90 portugueses foram a cuba este ano para tratar os olhos

O fenómeno começou em 2006, depois de as autarquias terem tomado a iniciativa de ajudar doentes que esperavam há anos por cirurgias  e consultas. Mas as viagens a Cuba mantêm-se, porque ainda se espera  demasiado e nem sempre há tratamentos em Portugal", dizem os autarcas.  Ontem, o Ministério Público recebeu os relatórios sobre o caso Santa Maria.

Este ano foram tratados em Cuba mais de 90 portugueses, com as despesas totalmente cobertas pelas câmaras municipais. Mas há ainda mais 56 inscritos nas listas das autarquias. Quatro das cinco que têm protocolos com Cuba (Aljezur só enviou quatro doentes em 2008) continuam a alimentar os acordos, sobretudo na área da oftalmologia. Mas há quem precise de tratamentos sofisticados para problemas neurológicos ou de cuidados de reabilitação. Afinal, eles "tratam problemas sem resposta por cá e dão atenção aos doentes 24 horas por dia", diz Luís Gomes,.

O presidente da Câmara Municipal de Vila Real de Santo António, foi o primeiro a fazer protocolos com responsáveis municipais de Playa - cidade-satélite de Havana - em 2006. Nesse ano, identificou 150 casos de pessoas que necessitavam deste apoio. Algumas esperavam há cinco ou seis anos por uma operação às cataratas.

No ano passado, "enviámos 200 pessoas e este ano já mandámos mais 50", refere. Apesar de o número de doentes com cataratas ter diminuído, na sequência do programa desenvolvido pelo Ministério da Saúde, "há outras doenças como a retinose pigmentar, ou problemas que precisam de vitrectomias que têm sido tratados".

À oftalmologia juntam-se doentes da dermatologia, ortopedia ou para reabilitação. "Nesta área, há muito a fazer em Portugal. O sistema de saúde cubano é muito eficiente e de grande qualidade. Têm dedicação intensiva e constante aos doentes. Cá há demasiada preocupação com a rentabilidade e com os números".

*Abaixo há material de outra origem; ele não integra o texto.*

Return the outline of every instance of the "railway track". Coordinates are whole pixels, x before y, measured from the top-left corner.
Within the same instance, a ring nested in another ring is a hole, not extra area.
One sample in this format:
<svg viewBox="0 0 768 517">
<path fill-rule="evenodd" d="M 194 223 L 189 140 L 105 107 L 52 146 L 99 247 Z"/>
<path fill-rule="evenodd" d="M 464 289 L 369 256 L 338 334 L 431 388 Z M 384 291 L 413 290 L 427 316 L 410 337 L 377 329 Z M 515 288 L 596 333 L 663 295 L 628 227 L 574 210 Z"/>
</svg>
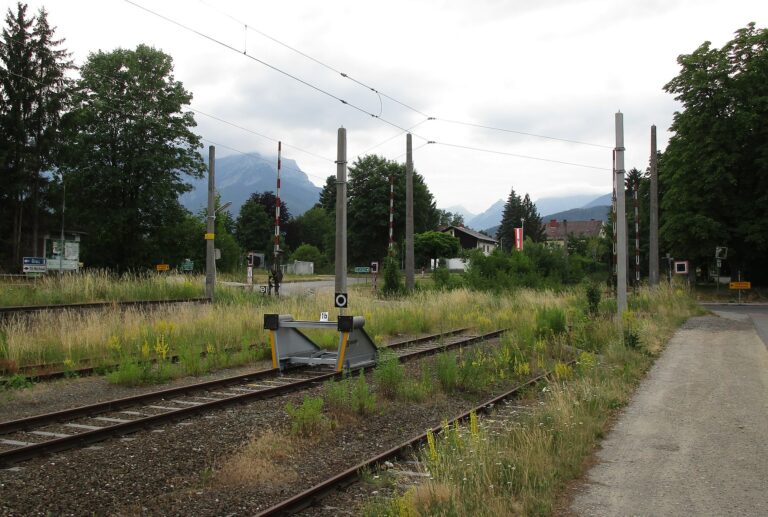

Em Castro Marim, só este ano foram enviados oito doentes para Cuba, mas em nenhum dos casos para operar cataratas. "Os preços são mais baixos e o nível de qualidade é impressionante", diz fonte da câmara. Como as cirurgias chegam a custar "menos 50%, o avião e a estadia ficam cobertas", refere.

Já o Alandroal levou 58 doentes desde 2008, 18 dos quais este ano, refere o presidente da câmara, João Nabais. Mas é possível que "até ao final do ano levemos mais um grupo de 15 a 17 pessoas, embora tenhamos apenas seis inscritos para já. Estamos a ver se conseguimos um acordo com uma clínica cá". A maior parte dos casos são de problemas oftalmológicos. "Já mandámos uma criança com paralisia cerebral para ser reabilitada e temos outro caso para mandar em breve".

Alice Teixeira, da Câmara de Santarém, disse ao DN que, em Novembro, foram enviadas 12 pessoas para tratar os olhos, a que se juntaram mais 13 este ano (cataratas, estrabismo). "Neste momento, temos 50 inscritos, sobretudo idosos e carenciados, à espera de ir a Cuba. A oftalmologia está muito evoluída e os custos são mais baixos".